EX-10.1 2 manh-ex101_7.htm EX-10.1 manh-ex101_7.htm

Exhibit 10.1

 

 

 

 

CONSULTING AGREEMENT

 

This Consulting Agreement (this “Agreement”) is entered into as of May 12, 2016 (the “Effective Date”), by and between the Manhattan Associates, Inc., a Georgia corporation (“Company”), and the undersigned “Consultant.

In consideration of Company’s engagement, Company and Consultant agree to be bound by the terms of this Agreement, which consists of this Signature Page and the attached Schedule A (“General Terms and Conditions”), which is incorporated into this Agreement by reference.

IN WITNESS WHEREOF, the undersigned have signed this Agreement as of the Effective Date.

 

CONSULTANT

COMPANY

 

 

Dan Lautenbach

281 Palm Island Lane

Vero Beach, FL 3296

Manhattan Associates, Inc.

2300 Windy Ridge Parkway, Tenth Floor

Atlanta, GA 30339

 

 

 

/s/ Dan Lautenbach

By: /s/ John J. Huntz, Jr.

      John J. Huntz, Jr., Chairman of the Board

 

 

 

 

 

 

 

 


 

SCHEDULE A

GENERAL TERMS AND CONDITIONS

 

 

1.Engagement as Independent Contractor. Company is engaging Consultant as an independent contractor to serve as an advisor and resource to Company’s Board of Directors and its Chairman, as requested from time to time by the Chairman. Consultant will not be an employee of Company, and nothing in this Agreement will be construed to create any association, partnership, joint venture, or agency relationship. Consultant has no authority (and will not hold Consultant’s self out as having authority) to bind Company, and Consultant will not make any agreements or representations on Company’s behalf without Company’s prior written consent. Consultant is not an honorary, advisory, or emeritus director of Company, or a director by deputization, and is not entitled to attend meetings of the Board or its committees, debate Board or committee matters, or vote on matters submitted to the Board or its committees. Consultant may attend Board or committee meetings at the invitation of the Chairman.

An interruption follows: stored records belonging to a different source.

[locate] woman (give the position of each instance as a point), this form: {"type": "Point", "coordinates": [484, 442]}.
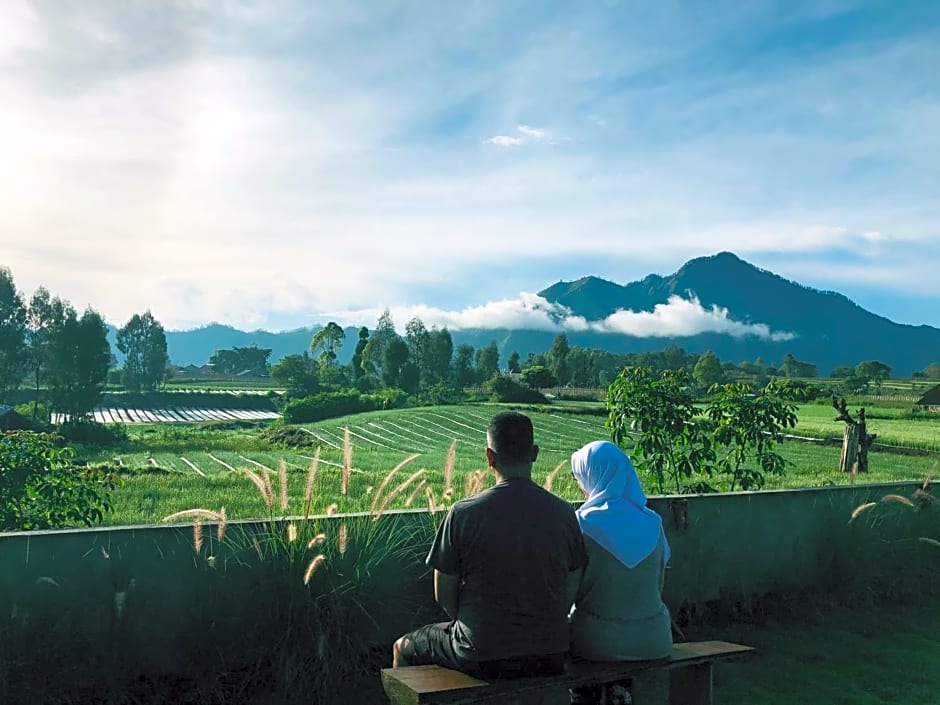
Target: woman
{"type": "Point", "coordinates": [618, 613]}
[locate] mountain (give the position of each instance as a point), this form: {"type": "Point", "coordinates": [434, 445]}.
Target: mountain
{"type": "Point", "coordinates": [822, 327]}
{"type": "Point", "coordinates": [828, 328]}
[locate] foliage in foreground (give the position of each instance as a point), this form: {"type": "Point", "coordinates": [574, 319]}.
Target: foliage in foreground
{"type": "Point", "coordinates": [675, 446]}
{"type": "Point", "coordinates": [39, 489]}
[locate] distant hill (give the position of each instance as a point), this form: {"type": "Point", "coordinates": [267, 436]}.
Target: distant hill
{"type": "Point", "coordinates": [828, 329]}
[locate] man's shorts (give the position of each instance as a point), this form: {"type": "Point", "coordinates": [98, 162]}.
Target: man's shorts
{"type": "Point", "coordinates": [433, 645]}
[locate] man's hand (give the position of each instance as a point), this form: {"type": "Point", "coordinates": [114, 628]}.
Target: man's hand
{"type": "Point", "coordinates": [447, 592]}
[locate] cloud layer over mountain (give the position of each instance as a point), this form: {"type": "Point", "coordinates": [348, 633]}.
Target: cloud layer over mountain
{"type": "Point", "coordinates": [678, 317]}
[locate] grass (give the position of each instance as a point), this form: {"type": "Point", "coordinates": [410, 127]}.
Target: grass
{"type": "Point", "coordinates": [158, 482]}
{"type": "Point", "coordinates": [887, 654]}
{"type": "Point", "coordinates": [923, 432]}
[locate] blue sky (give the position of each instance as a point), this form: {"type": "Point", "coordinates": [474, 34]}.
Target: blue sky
{"type": "Point", "coordinates": [272, 164]}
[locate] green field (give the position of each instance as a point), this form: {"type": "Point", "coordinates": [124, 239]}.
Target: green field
{"type": "Point", "coordinates": [159, 481]}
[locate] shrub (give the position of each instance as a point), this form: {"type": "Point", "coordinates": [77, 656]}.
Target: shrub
{"type": "Point", "coordinates": [40, 490]}
{"type": "Point", "coordinates": [92, 433]}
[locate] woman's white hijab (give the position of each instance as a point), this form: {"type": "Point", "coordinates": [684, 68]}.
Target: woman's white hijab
{"type": "Point", "coordinates": [615, 514]}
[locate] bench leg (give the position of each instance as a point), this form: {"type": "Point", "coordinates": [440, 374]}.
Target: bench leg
{"type": "Point", "coordinates": [691, 685]}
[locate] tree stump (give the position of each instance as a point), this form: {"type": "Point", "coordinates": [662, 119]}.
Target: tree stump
{"type": "Point", "coordinates": [856, 440]}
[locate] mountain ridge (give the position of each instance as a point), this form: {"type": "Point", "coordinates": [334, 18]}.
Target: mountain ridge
{"type": "Point", "coordinates": [829, 329]}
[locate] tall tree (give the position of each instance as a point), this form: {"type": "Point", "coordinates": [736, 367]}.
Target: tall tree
{"type": "Point", "coordinates": [373, 355]}
{"type": "Point", "coordinates": [143, 342]}
{"type": "Point", "coordinates": [558, 358]}
{"type": "Point", "coordinates": [326, 342]}
{"type": "Point", "coordinates": [358, 371]}
{"type": "Point", "coordinates": [513, 364]}
{"type": "Point", "coordinates": [463, 366]}
{"type": "Point", "coordinates": [396, 357]}
{"type": "Point", "coordinates": [418, 339]}
{"type": "Point", "coordinates": [79, 356]}
{"type": "Point", "coordinates": [45, 318]}
{"type": "Point", "coordinates": [13, 350]}
{"type": "Point", "coordinates": [708, 370]}
{"type": "Point", "coordinates": [298, 373]}
{"type": "Point", "coordinates": [440, 352]}
{"type": "Point", "coordinates": [487, 361]}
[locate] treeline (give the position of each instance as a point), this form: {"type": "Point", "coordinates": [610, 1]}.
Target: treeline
{"type": "Point", "coordinates": [65, 358]}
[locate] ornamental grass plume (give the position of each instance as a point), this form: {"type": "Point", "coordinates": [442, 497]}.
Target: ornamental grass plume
{"type": "Point", "coordinates": [312, 567]}
{"type": "Point", "coordinates": [449, 467]}
{"type": "Point", "coordinates": [415, 491]}
{"type": "Point", "coordinates": [311, 479]}
{"type": "Point", "coordinates": [282, 483]}
{"type": "Point", "coordinates": [197, 535]}
{"type": "Point", "coordinates": [347, 461]}
{"type": "Point", "coordinates": [550, 479]}
{"type": "Point", "coordinates": [397, 491]}
{"type": "Point", "coordinates": [377, 499]}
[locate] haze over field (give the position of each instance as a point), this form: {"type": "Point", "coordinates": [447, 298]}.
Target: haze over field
{"type": "Point", "coordinates": [280, 164]}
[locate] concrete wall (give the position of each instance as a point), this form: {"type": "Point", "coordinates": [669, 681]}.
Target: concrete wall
{"type": "Point", "coordinates": [140, 599]}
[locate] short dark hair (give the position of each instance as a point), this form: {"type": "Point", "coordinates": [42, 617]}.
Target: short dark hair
{"type": "Point", "coordinates": [511, 438]}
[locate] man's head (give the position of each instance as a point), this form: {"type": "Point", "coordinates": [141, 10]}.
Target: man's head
{"type": "Point", "coordinates": [510, 445]}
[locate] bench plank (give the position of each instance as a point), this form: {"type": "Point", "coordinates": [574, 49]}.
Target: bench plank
{"type": "Point", "coordinates": [427, 685]}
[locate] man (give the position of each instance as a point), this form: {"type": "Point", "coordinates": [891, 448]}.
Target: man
{"type": "Point", "coordinates": [505, 562]}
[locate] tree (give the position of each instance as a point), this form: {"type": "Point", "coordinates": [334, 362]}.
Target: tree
{"type": "Point", "coordinates": [373, 355]}
{"type": "Point", "coordinates": [358, 371]}
{"type": "Point", "coordinates": [143, 342]}
{"type": "Point", "coordinates": [13, 350]}
{"type": "Point", "coordinates": [873, 371]}
{"type": "Point", "coordinates": [538, 377]}
{"type": "Point", "coordinates": [558, 358]}
{"type": "Point", "coordinates": [44, 320]}
{"type": "Point", "coordinates": [932, 371]}
{"type": "Point", "coordinates": [463, 366]}
{"type": "Point", "coordinates": [487, 361]}
{"type": "Point", "coordinates": [440, 352]}
{"type": "Point", "coordinates": [748, 425]}
{"type": "Point", "coordinates": [236, 360]}
{"type": "Point", "coordinates": [791, 367]}
{"type": "Point", "coordinates": [513, 364]}
{"type": "Point", "coordinates": [79, 357]}
{"type": "Point", "coordinates": [708, 371]}
{"type": "Point", "coordinates": [297, 373]}
{"type": "Point", "coordinates": [396, 355]}
{"type": "Point", "coordinates": [656, 412]}
{"type": "Point", "coordinates": [41, 490]}
{"type": "Point", "coordinates": [326, 342]}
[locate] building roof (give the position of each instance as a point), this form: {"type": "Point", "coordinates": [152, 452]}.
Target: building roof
{"type": "Point", "coordinates": [931, 398]}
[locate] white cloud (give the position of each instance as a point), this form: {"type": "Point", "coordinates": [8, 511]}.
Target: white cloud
{"type": "Point", "coordinates": [528, 134]}
{"type": "Point", "coordinates": [505, 141]}
{"type": "Point", "coordinates": [221, 162]}
{"type": "Point", "coordinates": [677, 318]}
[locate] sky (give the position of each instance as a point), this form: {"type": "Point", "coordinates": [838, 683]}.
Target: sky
{"type": "Point", "coordinates": [279, 164]}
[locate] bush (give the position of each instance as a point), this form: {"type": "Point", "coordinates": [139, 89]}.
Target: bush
{"type": "Point", "coordinates": [92, 433]}
{"type": "Point", "coordinates": [502, 388]}
{"type": "Point", "coordinates": [40, 490]}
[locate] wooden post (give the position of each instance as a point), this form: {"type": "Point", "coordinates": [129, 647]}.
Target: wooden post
{"type": "Point", "coordinates": [691, 685]}
{"type": "Point", "coordinates": [849, 448]}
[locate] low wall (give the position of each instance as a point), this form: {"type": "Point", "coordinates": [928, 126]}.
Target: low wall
{"type": "Point", "coordinates": [141, 600]}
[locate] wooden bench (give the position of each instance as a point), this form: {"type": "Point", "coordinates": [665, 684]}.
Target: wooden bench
{"type": "Point", "coordinates": [690, 678]}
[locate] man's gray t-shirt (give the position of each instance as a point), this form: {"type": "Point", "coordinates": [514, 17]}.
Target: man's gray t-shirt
{"type": "Point", "coordinates": [513, 547]}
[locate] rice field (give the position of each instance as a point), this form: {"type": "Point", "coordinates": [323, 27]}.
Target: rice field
{"type": "Point", "coordinates": [207, 468]}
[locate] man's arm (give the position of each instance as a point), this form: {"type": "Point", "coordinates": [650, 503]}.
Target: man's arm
{"type": "Point", "coordinates": [447, 592]}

2.Compensation. For all services rendered by Consultant under this Agreement, Consultant will be paid $100,000.00, in quarterly installments payable in May, August, and November, 2016, and February 2017. Company will not withhold taxes or Social Security payments from any sum paid to under this Agreement, nor will Consultant be eligible for Company’s employee benefits. Company will issue Consultant a Form 1099 documenting the amounts paid to Consultant.

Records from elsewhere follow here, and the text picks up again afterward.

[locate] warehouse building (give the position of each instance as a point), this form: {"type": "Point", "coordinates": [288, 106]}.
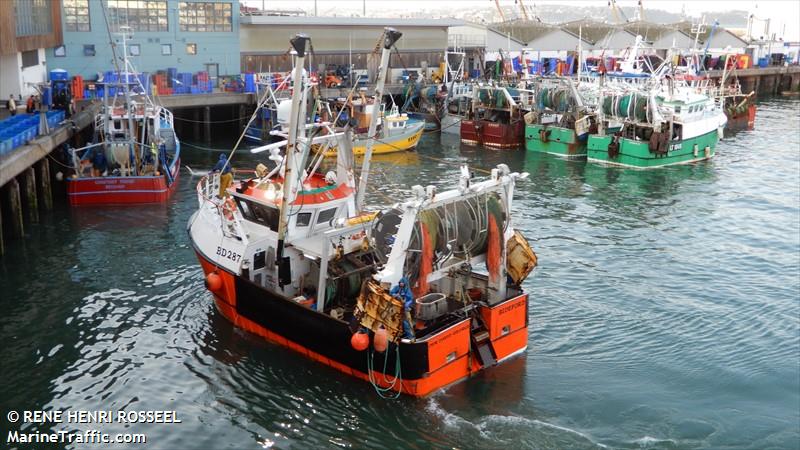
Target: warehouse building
{"type": "Point", "coordinates": [340, 41]}
{"type": "Point", "coordinates": [27, 28]}
{"type": "Point", "coordinates": [188, 34]}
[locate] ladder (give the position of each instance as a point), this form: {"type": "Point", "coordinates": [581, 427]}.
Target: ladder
{"type": "Point", "coordinates": [481, 341]}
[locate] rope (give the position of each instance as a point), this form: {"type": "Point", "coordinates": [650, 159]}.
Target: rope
{"type": "Point", "coordinates": [203, 148]}
{"type": "Point", "coordinates": [210, 121]}
{"type": "Point", "coordinates": [385, 392]}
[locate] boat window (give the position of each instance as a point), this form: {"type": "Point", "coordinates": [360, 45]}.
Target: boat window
{"type": "Point", "coordinates": [326, 216]}
{"type": "Point", "coordinates": [260, 214]}
{"type": "Point", "coordinates": [245, 209]}
{"type": "Point", "coordinates": [259, 260]}
{"type": "Point", "coordinates": [303, 219]}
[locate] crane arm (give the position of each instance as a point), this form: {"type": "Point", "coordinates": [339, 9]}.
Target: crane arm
{"type": "Point", "coordinates": [502, 16]}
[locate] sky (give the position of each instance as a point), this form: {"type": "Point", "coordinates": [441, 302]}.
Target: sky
{"type": "Point", "coordinates": [780, 12]}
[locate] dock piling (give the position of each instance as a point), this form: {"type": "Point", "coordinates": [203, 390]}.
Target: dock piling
{"type": "Point", "coordinates": [207, 123]}
{"type": "Point", "coordinates": [13, 204]}
{"type": "Point", "coordinates": [30, 205]}
{"type": "Point", "coordinates": [43, 186]}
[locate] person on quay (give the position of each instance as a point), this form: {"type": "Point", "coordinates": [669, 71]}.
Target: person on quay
{"type": "Point", "coordinates": [226, 174]}
{"type": "Point", "coordinates": [403, 293]}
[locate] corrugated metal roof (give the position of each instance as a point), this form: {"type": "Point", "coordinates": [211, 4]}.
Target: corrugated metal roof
{"type": "Point", "coordinates": [524, 30]}
{"type": "Point", "coordinates": [686, 27]}
{"type": "Point", "coordinates": [591, 31]}
{"type": "Point", "coordinates": [650, 31]}
{"type": "Point", "coordinates": [348, 21]}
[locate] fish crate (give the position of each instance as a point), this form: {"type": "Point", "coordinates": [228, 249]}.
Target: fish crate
{"type": "Point", "coordinates": [431, 306]}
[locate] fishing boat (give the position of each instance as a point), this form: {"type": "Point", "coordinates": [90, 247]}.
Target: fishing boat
{"type": "Point", "coordinates": [423, 103]}
{"type": "Point", "coordinates": [739, 108]}
{"type": "Point", "coordinates": [135, 154]}
{"type": "Point", "coordinates": [267, 117]}
{"type": "Point", "coordinates": [668, 123]}
{"type": "Point", "coordinates": [292, 255]}
{"type": "Point", "coordinates": [495, 118]}
{"type": "Point", "coordinates": [396, 132]}
{"type": "Point", "coordinates": [561, 122]}
{"type": "Point", "coordinates": [458, 99]}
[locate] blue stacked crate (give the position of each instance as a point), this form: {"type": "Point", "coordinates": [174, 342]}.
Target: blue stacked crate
{"type": "Point", "coordinates": [172, 75]}
{"type": "Point", "coordinates": [17, 130]}
{"type": "Point", "coordinates": [249, 82]}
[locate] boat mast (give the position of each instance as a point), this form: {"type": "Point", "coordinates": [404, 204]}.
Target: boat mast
{"type": "Point", "coordinates": [390, 36]}
{"type": "Point", "coordinates": [124, 73]}
{"type": "Point", "coordinates": [295, 121]}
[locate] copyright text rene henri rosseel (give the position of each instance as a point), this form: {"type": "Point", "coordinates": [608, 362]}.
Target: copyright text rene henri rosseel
{"type": "Point", "coordinates": [83, 417]}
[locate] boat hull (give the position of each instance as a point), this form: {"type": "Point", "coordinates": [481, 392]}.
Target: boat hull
{"type": "Point", "coordinates": [741, 120]}
{"type": "Point", "coordinates": [427, 365]}
{"type": "Point", "coordinates": [451, 124]}
{"type": "Point", "coordinates": [559, 141]}
{"type": "Point", "coordinates": [121, 190]}
{"type": "Point", "coordinates": [637, 154]}
{"type": "Point", "coordinates": [432, 123]}
{"type": "Point", "coordinates": [492, 134]}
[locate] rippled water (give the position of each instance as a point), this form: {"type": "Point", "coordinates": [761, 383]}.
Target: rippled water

3.Term. This Agreement will begin on the Effective Date and continue through May 11, 2017, at which time the Agreement will expire unless extended by mutual agreement.

4.Conflicts of Interest. During the term of this Agreement, Consultant may be engaged or employed in any other business, trade, profession, or other activity that does not place Consultant in a material conflict of interest with Company.  

5.Confidential Information. For an indefinite period, and except as reasonably necessary or appropriate in connection with Consultant’s performance of services for Company, Consultant will not disclose Confidential Information to anyone or use or exploit Confidential Information. For purposes of this Agreement, “Confidential Information” means (A) Any and all data and information in whatever form: (i) relating to or arising from the Company’s business, or of third parties, (ii) disclosed to Consultant or of which

Consultant becomes or became aware as a consequence of Consultant’s relationship with Company, (iii) having value to Company, (iv) not generally known to competitors of Company, and (v) which includes, without limitation, trade secrets, methods of operation, customer and prospective customer information, price lists, financial information and projections, Company organizational structure information, business plans and strategies, Company product information including design, development, and marketing information, installation and configuration guides, user manuals, functional and technical specifications, data models and data dictionaries, software source code, Company policies, processes, methods, and procedures, Company inventions and discoveries, and similar information; and (B) third-party confidential information in Company’s possession. All papers, memoranda, notes, reports, charts, programs, data, diskettes, or other documents of any kind containing Confidential Information or relating to the business of Company or its Clients will be the sole and exclusive property of Company and will be turned over to Company upon the termination of Consultant's engagement.

6.Invoicing of Expenses. Company will pay Consultant’s reasonable expenses in accordance with its expense reimbursement policy.

7.Applicable Law. This Agreement will be interpreted, construed, and enforced according to the laws of the State of Georgia without regard to its conflict of law rules.

8.Entire Agreement. This Agreement constitutes the final, full, and exclusive expression of the parties’ agreement with respect to its subject matter, and supersedes all prior agreements, understandings, writings, proposals, representations, and communications, oral or written, with respect to that subject matter.

9.Invalidity of Provisions. The provisions of this Agreement are severable. If for any reason a court finds that any provision in this Agreement is unenforceable in whole or in part, the remaining provisions will continue in full force and effect without being impaired or invalidated in any way.

10.Counterparts. This Agreement may be executed in counterparts, each of which will be deemed an original and both of which together will constitute one and the same instrument.